3.更に一周させたら少しずつ下にずらしていき、関節のところまで巻いていきます。

4.この時に足関節を90°に曲げておいてください。

5.関節付近では土踏まずから足裏を通りまた反対側の足首へ8の字を書くように巻いていきます。

6.この時反対の足首へ包帯を巻きましたら足首を引き締めるように包帯を引っ張ります。

7.5,6を少しずつ足先に向けてずらして巻いて行き、小指の付け根当たりに来ましたら折り返し巻いていきます。

8.足首に戻ってきましたら、スタート位置まで巻いて行きます。

9.スター位置まで戻ったら、両端を折り曲げて三角形にして包帯止めでこの様に止めます。

 

サポーターを巻く

1.サポーターを装着するときは靴下や包帯を巻いた上からします。

2.パッドは靴下の中に装着しておきますとサポータを巻くときに便利です。

3.サポーターを広げましょう。白い文字が書いてある方が手前です。

4.中央の穴に踵を入れて足関節を90°にしてパッドがよじれない様にしっかりと装着します。

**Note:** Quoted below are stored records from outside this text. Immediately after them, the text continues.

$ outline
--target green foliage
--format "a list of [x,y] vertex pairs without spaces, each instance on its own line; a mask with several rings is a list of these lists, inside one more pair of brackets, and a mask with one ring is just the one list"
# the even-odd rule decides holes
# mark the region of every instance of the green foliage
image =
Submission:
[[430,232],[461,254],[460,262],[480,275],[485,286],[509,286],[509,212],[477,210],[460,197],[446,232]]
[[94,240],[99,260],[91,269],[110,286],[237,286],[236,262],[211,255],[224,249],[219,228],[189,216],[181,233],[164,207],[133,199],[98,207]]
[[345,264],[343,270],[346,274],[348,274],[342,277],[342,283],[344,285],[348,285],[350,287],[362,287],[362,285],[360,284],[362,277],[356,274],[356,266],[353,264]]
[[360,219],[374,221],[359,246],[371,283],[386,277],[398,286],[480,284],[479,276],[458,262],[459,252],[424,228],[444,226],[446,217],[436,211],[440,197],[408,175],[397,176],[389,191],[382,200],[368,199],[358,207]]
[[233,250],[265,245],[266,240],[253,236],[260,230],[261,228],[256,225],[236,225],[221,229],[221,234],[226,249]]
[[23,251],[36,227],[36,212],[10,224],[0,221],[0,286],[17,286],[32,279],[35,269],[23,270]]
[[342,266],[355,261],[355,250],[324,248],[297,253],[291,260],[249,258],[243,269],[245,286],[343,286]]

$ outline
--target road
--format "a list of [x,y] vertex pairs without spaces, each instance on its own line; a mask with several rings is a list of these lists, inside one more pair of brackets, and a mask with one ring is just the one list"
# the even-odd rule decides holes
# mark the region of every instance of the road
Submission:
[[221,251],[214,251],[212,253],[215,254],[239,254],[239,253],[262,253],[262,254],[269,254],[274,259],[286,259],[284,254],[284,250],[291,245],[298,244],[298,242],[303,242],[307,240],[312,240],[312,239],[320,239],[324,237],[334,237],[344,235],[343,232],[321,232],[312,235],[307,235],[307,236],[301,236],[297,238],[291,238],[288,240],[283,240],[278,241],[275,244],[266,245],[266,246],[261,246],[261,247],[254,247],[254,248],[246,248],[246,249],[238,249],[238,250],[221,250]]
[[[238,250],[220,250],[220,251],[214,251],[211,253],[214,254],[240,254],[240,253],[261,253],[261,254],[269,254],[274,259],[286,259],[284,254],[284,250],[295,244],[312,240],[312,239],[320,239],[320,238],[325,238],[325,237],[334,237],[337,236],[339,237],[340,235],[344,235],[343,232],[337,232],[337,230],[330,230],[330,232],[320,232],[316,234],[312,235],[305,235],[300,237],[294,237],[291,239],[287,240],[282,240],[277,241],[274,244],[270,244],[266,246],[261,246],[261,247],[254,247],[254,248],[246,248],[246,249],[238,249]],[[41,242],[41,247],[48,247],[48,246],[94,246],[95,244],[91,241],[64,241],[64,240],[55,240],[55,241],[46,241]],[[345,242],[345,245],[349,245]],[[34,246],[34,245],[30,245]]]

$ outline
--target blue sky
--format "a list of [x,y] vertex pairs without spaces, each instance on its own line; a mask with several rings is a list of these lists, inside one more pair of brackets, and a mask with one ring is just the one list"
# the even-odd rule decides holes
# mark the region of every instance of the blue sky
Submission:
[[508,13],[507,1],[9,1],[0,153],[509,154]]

5.細長いフラップは内側から外へ反対の手で引き揚げながら装着します。

6.5の作業を今度は外側から内へ反対の手で引き揚げながら装着します。

7.歩ける様でしたら歩いてみて、緩かったりきつ過ぎる時は装着しなおしてください。

 

サポーターも受傷直後は靭帯が伸びていたり、細かい亀裂が入っていたりします。足関節を90°にしてサポーターをしておくことで早い段階で治りやすくなります。

 

受傷後の生活スタイルについて

足首の捻挫の受傷直後の場合はRICE(ライス)が基本となります。

R REST(レスト)安静を保つ

I ICE(アイス)患部を冷やす

C COMPRESSION(コンプレション)圧迫する

E ELEVATION(エレベーション)挙上する

 

痛みが出たときは、冷やして頂いてパッドや包帯で圧迫し、サポーターを装着します。

椅子などに座る時はオットマンなどの台に足を乗せて安静にしておいて下さい。

就寝時でも、装着したまま寝てもらう事で、足首を90°に保てます。
安静に出来るので傷ついた靭帯が悪化せず早く良くなっていきます。

その後の経過次第(受傷後から7日~10日目)で、アイシングは不要となり、包帯が外れます。
遂にはサポーターだけになります。

不要の外出は控えていただき、まずは治すことを優先していきましょう。